Best for: Traders who want longevity and a scaling model rather than a transactional one.
5. FXIFY — The Affordable Replacement
If your FundingTicks purchase was driven by price, FXIFY is the closest match on entry cost. Multiple account sizes from $10K up, regular discount codes (current promo codes are tracked on the FXIFY page on Propfirmbook), and a rule structure that's competitive without being predatory. Newer than the firms above, but with growing transparency and an active trader community.
Best for: Traders who want FundingTicks-level pricing without the FundingTicks-level risk.
How to Pick Between Them
If you only read this far: use the Propfirmbook comparison tool to filter all five (and the rest of the 30+ firms on the site) by your specific account size, profit target, drawdown type, and price. The filtering is the whole point — every firm above has different sweet spots, and the right answer for you depends on what you actually trade and how much you have to spend.
If you want a shortcut, the Propfirmbook Advisor walks you through a short matcher quiz and recommends firms based on your inputs.
Frequently Asked Questions
Is FundingTicks coming back? No. The company officially wound down operations in January 2026. No buyer, no rebrand, no relaunch has been announced. Treat the closure as permanent.
Will my open FundingTicks account get paid out? Many trader reports indicate withdrawal requests submitted after the shutdown announcement went unfulfilled. If you had a confirmed pending payout from before the wind-down, your best move is to escalate through any dispute or chargeback options available with your original payment method.
How do I avoid this happening again? Check the rule-change clause in the terms before buying any challenge. Firms that grandfather existing accounts under the rules in force at purchase are dramatically safer. The Propfirmbook comparison pages flag this where the data is available.
Are prop firms in general safe in 2026? The industry is consolidating. An estimated 40%+ of unregulated firms closed in 2025, and regulatory pressure from the CFTC and ESMA is escalating. The firms that survive 2026 will be the ones with real capital backing, transparent rule structures, and clean payout histories — which is exactly the screen the alternatives above pass.
What's the cheapest of the 5 firms above?
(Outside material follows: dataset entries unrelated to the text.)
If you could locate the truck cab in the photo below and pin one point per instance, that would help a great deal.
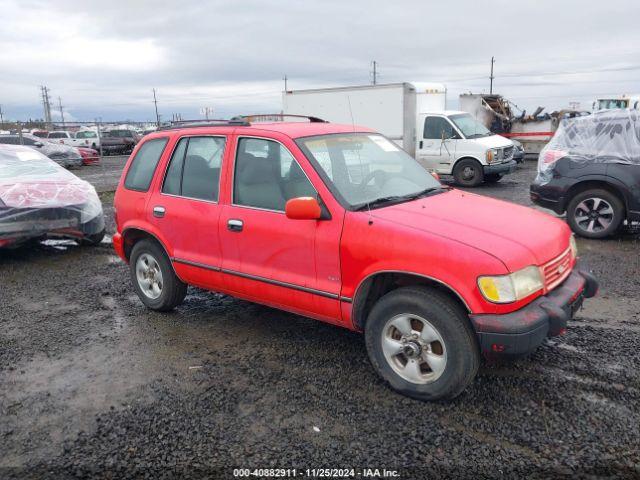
(454, 143)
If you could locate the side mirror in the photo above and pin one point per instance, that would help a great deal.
(303, 208)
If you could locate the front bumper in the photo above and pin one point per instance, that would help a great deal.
(501, 168)
(521, 332)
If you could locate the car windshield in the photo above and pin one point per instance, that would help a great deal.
(469, 126)
(366, 169)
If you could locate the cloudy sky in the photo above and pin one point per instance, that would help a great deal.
(103, 58)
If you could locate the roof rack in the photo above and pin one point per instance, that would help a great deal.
(277, 117)
(234, 122)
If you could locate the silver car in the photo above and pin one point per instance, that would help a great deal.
(63, 155)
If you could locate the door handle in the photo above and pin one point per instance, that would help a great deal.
(158, 211)
(235, 225)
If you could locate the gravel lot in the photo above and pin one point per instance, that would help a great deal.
(94, 385)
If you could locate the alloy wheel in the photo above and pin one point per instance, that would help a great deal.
(149, 276)
(593, 215)
(414, 348)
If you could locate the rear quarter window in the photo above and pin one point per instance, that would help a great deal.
(144, 165)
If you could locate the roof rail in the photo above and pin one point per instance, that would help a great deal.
(277, 117)
(234, 122)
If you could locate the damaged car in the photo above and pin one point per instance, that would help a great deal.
(63, 155)
(590, 170)
(39, 199)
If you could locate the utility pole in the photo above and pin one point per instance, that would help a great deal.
(491, 77)
(46, 105)
(61, 111)
(155, 101)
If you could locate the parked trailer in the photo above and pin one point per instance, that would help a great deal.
(413, 116)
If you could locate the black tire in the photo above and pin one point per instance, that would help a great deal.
(173, 290)
(595, 222)
(493, 177)
(93, 240)
(461, 349)
(468, 173)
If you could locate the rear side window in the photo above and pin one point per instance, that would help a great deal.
(144, 164)
(194, 171)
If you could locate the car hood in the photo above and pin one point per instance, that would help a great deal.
(493, 141)
(518, 236)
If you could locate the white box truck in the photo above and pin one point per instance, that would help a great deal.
(414, 116)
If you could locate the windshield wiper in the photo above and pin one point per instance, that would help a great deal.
(400, 198)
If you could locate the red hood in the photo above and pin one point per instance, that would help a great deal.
(518, 236)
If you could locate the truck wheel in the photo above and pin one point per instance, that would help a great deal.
(595, 213)
(422, 344)
(468, 173)
(153, 277)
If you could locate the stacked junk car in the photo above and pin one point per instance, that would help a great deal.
(40, 199)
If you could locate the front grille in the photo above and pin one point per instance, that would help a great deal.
(508, 153)
(557, 270)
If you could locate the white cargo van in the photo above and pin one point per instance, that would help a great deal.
(413, 115)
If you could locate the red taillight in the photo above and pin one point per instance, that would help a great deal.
(552, 156)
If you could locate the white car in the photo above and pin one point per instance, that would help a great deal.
(81, 138)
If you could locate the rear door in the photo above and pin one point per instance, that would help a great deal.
(185, 207)
(436, 149)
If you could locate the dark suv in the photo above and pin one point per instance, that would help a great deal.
(591, 170)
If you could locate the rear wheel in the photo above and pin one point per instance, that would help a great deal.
(422, 344)
(595, 213)
(468, 173)
(153, 277)
(492, 177)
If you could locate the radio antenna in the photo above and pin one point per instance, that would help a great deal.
(353, 127)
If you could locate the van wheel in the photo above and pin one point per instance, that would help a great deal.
(422, 344)
(153, 277)
(468, 173)
(492, 177)
(595, 213)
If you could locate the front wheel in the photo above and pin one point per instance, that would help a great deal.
(468, 173)
(422, 344)
(153, 277)
(595, 213)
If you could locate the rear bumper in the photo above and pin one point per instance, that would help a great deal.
(502, 168)
(521, 332)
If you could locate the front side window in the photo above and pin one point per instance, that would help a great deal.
(438, 128)
(144, 164)
(266, 175)
(364, 169)
(194, 170)
(469, 126)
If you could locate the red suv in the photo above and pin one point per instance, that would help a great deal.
(337, 223)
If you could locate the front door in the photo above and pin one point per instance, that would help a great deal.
(436, 150)
(185, 208)
(268, 257)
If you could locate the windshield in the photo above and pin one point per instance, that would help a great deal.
(611, 103)
(363, 168)
(469, 127)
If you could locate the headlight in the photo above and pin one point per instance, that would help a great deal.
(513, 287)
(574, 246)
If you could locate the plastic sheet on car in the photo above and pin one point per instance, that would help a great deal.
(38, 197)
(609, 136)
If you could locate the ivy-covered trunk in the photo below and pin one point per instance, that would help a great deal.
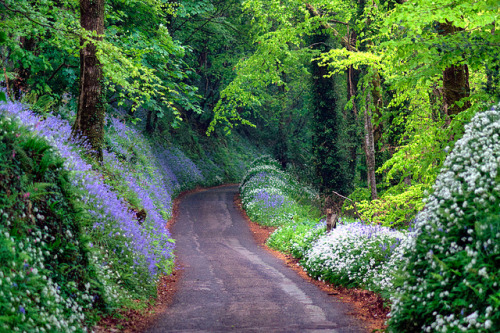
(89, 121)
(455, 79)
(330, 153)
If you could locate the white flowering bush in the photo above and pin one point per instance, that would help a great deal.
(296, 239)
(450, 278)
(353, 254)
(272, 197)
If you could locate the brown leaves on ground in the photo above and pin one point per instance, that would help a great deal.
(367, 305)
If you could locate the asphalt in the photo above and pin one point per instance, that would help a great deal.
(230, 284)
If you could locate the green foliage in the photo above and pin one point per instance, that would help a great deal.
(450, 275)
(296, 239)
(396, 207)
(272, 197)
(45, 267)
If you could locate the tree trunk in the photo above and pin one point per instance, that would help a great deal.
(455, 79)
(370, 151)
(377, 106)
(89, 122)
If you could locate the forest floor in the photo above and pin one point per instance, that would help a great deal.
(366, 306)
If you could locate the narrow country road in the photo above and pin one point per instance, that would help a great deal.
(231, 284)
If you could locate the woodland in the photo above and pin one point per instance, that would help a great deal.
(383, 111)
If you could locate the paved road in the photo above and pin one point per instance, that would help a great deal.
(230, 284)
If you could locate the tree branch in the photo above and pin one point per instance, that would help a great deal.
(26, 15)
(343, 40)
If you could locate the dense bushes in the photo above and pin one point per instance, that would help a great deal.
(81, 239)
(443, 274)
(451, 271)
(272, 197)
(46, 279)
(353, 254)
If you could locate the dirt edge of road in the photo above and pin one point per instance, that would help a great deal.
(368, 306)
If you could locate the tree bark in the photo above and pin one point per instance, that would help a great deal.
(89, 123)
(455, 79)
(370, 151)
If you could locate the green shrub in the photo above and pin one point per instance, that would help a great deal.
(296, 239)
(451, 273)
(46, 279)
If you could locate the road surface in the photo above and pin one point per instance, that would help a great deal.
(230, 284)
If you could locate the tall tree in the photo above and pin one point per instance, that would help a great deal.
(89, 121)
(329, 139)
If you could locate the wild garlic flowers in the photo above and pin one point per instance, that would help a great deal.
(451, 272)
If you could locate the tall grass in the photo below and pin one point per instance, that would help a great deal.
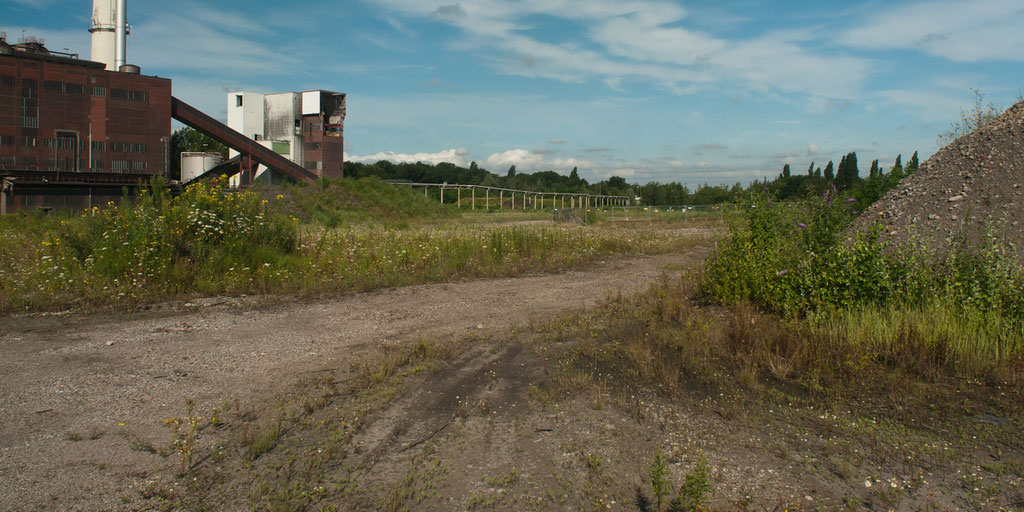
(963, 313)
(208, 241)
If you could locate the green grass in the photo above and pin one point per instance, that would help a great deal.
(342, 236)
(963, 314)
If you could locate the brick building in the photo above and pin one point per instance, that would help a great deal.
(70, 121)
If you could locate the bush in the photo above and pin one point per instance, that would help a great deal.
(966, 310)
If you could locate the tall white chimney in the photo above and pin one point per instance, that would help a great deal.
(121, 35)
(101, 27)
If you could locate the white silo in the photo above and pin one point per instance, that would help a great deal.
(196, 163)
(102, 28)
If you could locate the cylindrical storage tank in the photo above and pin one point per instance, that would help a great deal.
(196, 163)
(101, 27)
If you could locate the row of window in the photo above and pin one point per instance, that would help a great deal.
(123, 147)
(68, 163)
(68, 142)
(30, 89)
(130, 95)
(127, 166)
(53, 86)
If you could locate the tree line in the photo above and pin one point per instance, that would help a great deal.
(787, 185)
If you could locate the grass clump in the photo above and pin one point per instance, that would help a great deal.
(963, 313)
(211, 241)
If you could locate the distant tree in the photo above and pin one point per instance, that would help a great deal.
(617, 183)
(977, 117)
(847, 174)
(912, 165)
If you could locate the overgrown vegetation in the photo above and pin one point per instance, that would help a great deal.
(354, 235)
(964, 314)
Pricing changes constantly as firms run discount codes. Propfirmbook's Offers page tracks current promo codes for all 30+ listed firms, so the cheapest answer today may not be the cheapest answer next month.
If you're a FundingTicks refugee, you're not alone — and you don't need to figure out the next step blindly. Use the comparison tool, check the rule pages, and pick the firm whose model actually matches how you trade. That's the lesson worth taking out of this.